This historic clash mirrors today’s challenge in data architectures: leveraging structured, unstructured, and hybrid data systems to stay ahead. Let’s explore the nuances between Data Warehouses, Data Lakes, and Data Lakehouses—and uncover how they empower organizations to make game-changing decisions.

Deep Blue’s triumph was rooted in its ability to process structured data—moves on the chessboard, sequences of play, and pre-defined rules. Similarly, in the business world, structured data forms the backbone of decision-making. Customer transaction histories, financial ledgers, and inventory records are the “chess moves” of enterprises, neatly organized into rows and columns, ready for analysis. But as businesses grew, so did their need for a system that could not only store this structured data but also transform it into actionable insights efficiently. This need birthed the data warehouse.

Why was Data Warehouse the Best Move on the Board?

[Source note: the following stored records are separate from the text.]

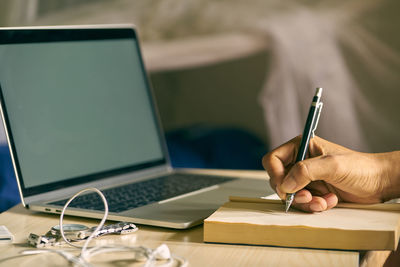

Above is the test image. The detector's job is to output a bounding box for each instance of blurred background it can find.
[0,0,400,213]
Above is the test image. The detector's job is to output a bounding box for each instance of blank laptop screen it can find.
[0,30,165,196]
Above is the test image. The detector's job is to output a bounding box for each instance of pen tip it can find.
[315,87,323,97]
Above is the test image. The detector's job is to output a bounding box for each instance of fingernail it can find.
[281,177,297,193]
[294,194,308,204]
[310,203,322,211]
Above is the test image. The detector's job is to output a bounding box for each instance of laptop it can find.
[0,25,272,229]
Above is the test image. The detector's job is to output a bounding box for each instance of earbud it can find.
[154,244,171,260]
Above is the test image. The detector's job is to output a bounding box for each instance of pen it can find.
[285,88,323,212]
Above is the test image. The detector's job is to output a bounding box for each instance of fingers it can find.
[293,193,338,212]
[277,155,338,193]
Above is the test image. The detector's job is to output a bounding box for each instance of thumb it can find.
[278,156,335,193]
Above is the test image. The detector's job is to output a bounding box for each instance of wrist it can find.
[377,151,400,201]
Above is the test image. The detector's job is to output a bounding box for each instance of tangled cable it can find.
[21,187,188,267]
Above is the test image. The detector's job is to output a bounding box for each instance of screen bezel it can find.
[0,27,169,197]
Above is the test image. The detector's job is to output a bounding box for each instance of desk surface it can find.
[0,171,396,267]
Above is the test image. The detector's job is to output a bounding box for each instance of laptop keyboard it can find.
[49,174,236,212]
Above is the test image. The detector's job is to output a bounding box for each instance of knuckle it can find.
[294,161,310,178]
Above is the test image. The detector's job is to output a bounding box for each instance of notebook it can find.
[0,25,271,228]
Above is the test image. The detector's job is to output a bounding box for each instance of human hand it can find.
[263,136,400,212]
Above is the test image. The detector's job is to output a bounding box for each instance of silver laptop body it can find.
[0,25,272,229]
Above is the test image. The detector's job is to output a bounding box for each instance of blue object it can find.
[0,126,267,212]
[166,126,268,170]
[0,144,21,212]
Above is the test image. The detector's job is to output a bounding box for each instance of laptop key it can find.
[49,174,236,212]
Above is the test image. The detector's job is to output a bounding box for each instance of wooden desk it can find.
[0,171,396,267]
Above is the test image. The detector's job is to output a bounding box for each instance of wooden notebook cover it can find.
[204,201,400,250]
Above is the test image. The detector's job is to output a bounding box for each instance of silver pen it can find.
[285,88,323,212]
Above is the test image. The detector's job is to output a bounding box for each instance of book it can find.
[204,197,400,250]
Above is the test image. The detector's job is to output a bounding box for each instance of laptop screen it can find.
[0,29,166,196]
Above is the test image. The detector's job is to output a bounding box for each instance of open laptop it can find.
[0,25,272,228]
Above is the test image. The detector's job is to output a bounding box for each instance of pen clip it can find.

Data warehouses act as the strategic command centers for enterprises. By employing a schema-on-write approach, they ensure data is cleaned, validated, and formatted before storage. This guarantees high accuracy and consistency, making them indispensable for industries like finance and healthcare. For instance, global banks rely on data warehouses to calculate real-time risk assessments or detect fraud—a necessity when billions of transactions are processed daily, tools like Amazon Redshift, Snowflake Data Warehouse, and Azure Data Warehouse are vital. Similarly, hospitals use them to streamline patient care by integrating records, billing, and treatment plans into unified dashboards.

The impact is evident: according to a report by Global Market Insights, the global data warehouse market is projected to reach $30.4 billion by 2025, driven by the growing demand for business intelligence and real-time analytics. Yet, much like Deep Blue’s limitations in analyzing Kasparov’s emotional state, data warehouses face challenges when encountering data that doesn’t fit neatly into predefined schemas.

The question remains—what happens when businesses need to explore data outside these structured confines? The next evolution takes us to the flexible and expansive realm of data lakes, designed to embrace unstructured chaos.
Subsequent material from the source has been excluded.